The effort of talking made him cough. She grabbed his shoulder, bracing him until the spasm passed. Pain made bright stars dance across his vision. The coppery taste of blood filled his mouth. He pressed his tongue against his lip, finding a tiny knick that was bleeding a little.

"You okay?" Kensi asked, watching him with worried eyes. "I can get the doctor." She shifted, looking ready to bolt for the hallway and start yelling for help.

Shaking a little, he sank back against the pillows, shoulders heaving as he struggled to get his breathing back under control. "Bit my lip," he said finally. "Or it opened when I was coughing."

Without a word, she passed him the cup of water again, letting him wash the thick taste of blood from his mouth. He managed three mouthfuls before the effort tired him. "So, how long?" he asked again.

She glanced at her watch. "Almost twenty-four hours." She debated whether to tell him more, then decided to leave the details until he was stronger. Some things could wait. He needed time to heal before she hit him with the damage to his apartment, the fact that she'd found him bleeding out in his own bed.

The fact that I thought he'd tried to kill himself. I should have known better. Shame flashed through her, streaking away as he reached for her hand again, muscles trembling under the effort. The utterly lost look in his eyes made her grab his hand and hold on tight.

"Feels like longer," he muttered and yawned.

"For all of us, I think."

He shifted on the bed, rolling his shoulders. The stiffness in his back was driving him to distraction. "I had the strangest dream," he murmured. "Something about a dog," he added in a bemused tone, trying to remember.

Unaccountably, Kensi blushed a little. "That might have been my fault." She held up the book, tilting it so that he could read the title.

"Ah, The Call of the Wild." He lifted his eyebrows. "I love that book."

She smiled, handing it over to him. "So do I. My father used to read it to me when I was younger."

He shook his head, running his fingers over the worn binding. Tired amusement flared in his eyes. "That's one hell of a bedtime story." The amusement died, leaving him looking sad and tired and a little bit hurt. "Books were an escape for me when I was small... I'd hear him downstairs with my mother and…" He stopped talking and shook his head. "And find a place to hide with a book until he passed out," he finished bitterly, one eyebrow lifting again. "One hell of a cop, huh?"

Kensi stared at him, chest aching for the young boy he'd been. He tipped his head to look over at her, misreading her silence as disapproval, then looked away again, fixing his gaze on the book.

"I don't know why I'm telling you this." He shrugged awkwardly. "It's all in the past now anyway."

"I want you to listen to me, okay?" She touched two fingers to his cheek, using gentle pressure to turn his face to her. "Marty Deeks. In the time I've known you, I've seen you do stupid, reckless things. I've seen you take down suspects twice your size.

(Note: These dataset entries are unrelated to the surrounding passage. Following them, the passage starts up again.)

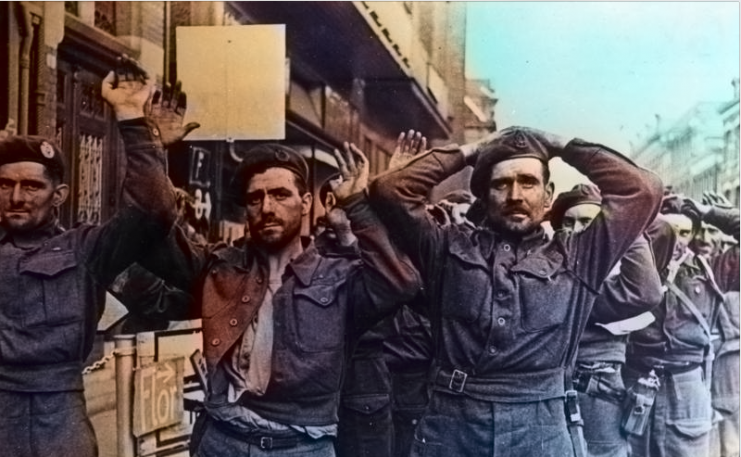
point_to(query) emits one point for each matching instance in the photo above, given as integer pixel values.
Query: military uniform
(52, 284)
(677, 347)
(507, 313)
(321, 305)
(725, 380)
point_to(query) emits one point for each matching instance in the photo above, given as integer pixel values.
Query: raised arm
(634, 290)
(630, 200)
(387, 276)
(148, 202)
(400, 196)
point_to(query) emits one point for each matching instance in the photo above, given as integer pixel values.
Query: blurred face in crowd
(518, 197)
(706, 241)
(28, 196)
(337, 220)
(275, 207)
(578, 217)
(682, 226)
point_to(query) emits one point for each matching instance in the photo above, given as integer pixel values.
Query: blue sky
(601, 71)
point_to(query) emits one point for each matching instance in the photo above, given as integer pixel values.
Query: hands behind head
(167, 110)
(127, 90)
(408, 145)
(354, 169)
(715, 199)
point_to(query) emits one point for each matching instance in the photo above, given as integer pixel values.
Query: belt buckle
(457, 381)
(266, 442)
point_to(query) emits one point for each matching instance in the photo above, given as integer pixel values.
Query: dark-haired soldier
(621, 307)
(52, 282)
(279, 318)
(677, 347)
(507, 306)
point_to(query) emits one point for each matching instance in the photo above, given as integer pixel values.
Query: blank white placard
(234, 77)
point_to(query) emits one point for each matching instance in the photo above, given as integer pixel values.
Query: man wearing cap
(678, 346)
(507, 305)
(279, 318)
(633, 288)
(365, 426)
(52, 282)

I've seen you hold the hand of victims that needed someone to listen to them." She paused to make sure her words were sinking in. "In all of that time, I've never seen you be anything but a good man, and a great cop."

His lips parted, eyes wide with pleased surprise. "Kensi…" he started to say.

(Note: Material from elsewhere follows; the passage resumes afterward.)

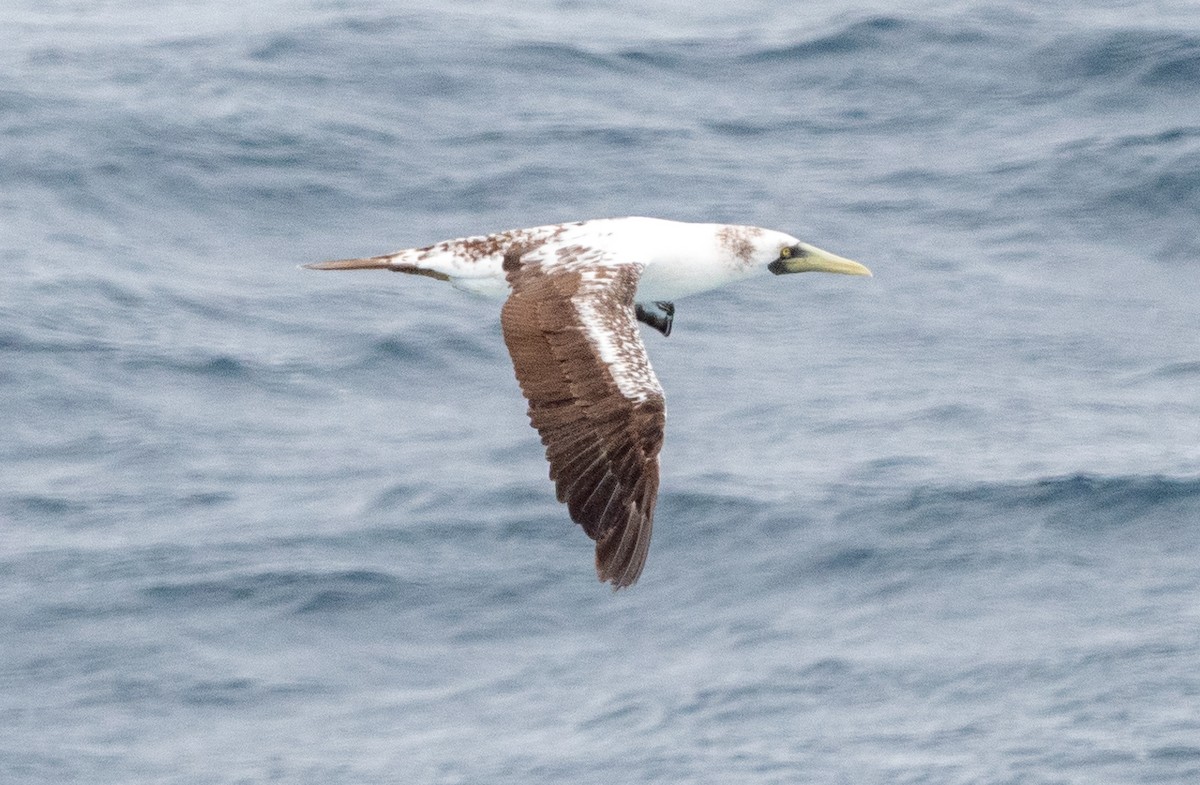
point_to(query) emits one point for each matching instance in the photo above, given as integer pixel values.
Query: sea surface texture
(267, 525)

She shook her head. "What your father did when you were a child wasn't your fault," she added softly. "And if you tell anyone outside of this room that I said that, I'll not only deny it, but I'll replace your deodorant with pepper spray. Got it?"

A small, pleased smile touched his lips. "Got it."

Satisfied, she turned back to business. "Now, Hetty wants us to go over this list…"

"Hope it's not as long as the last one," he grumbled.

"If it is, I'm eating all of your jello again."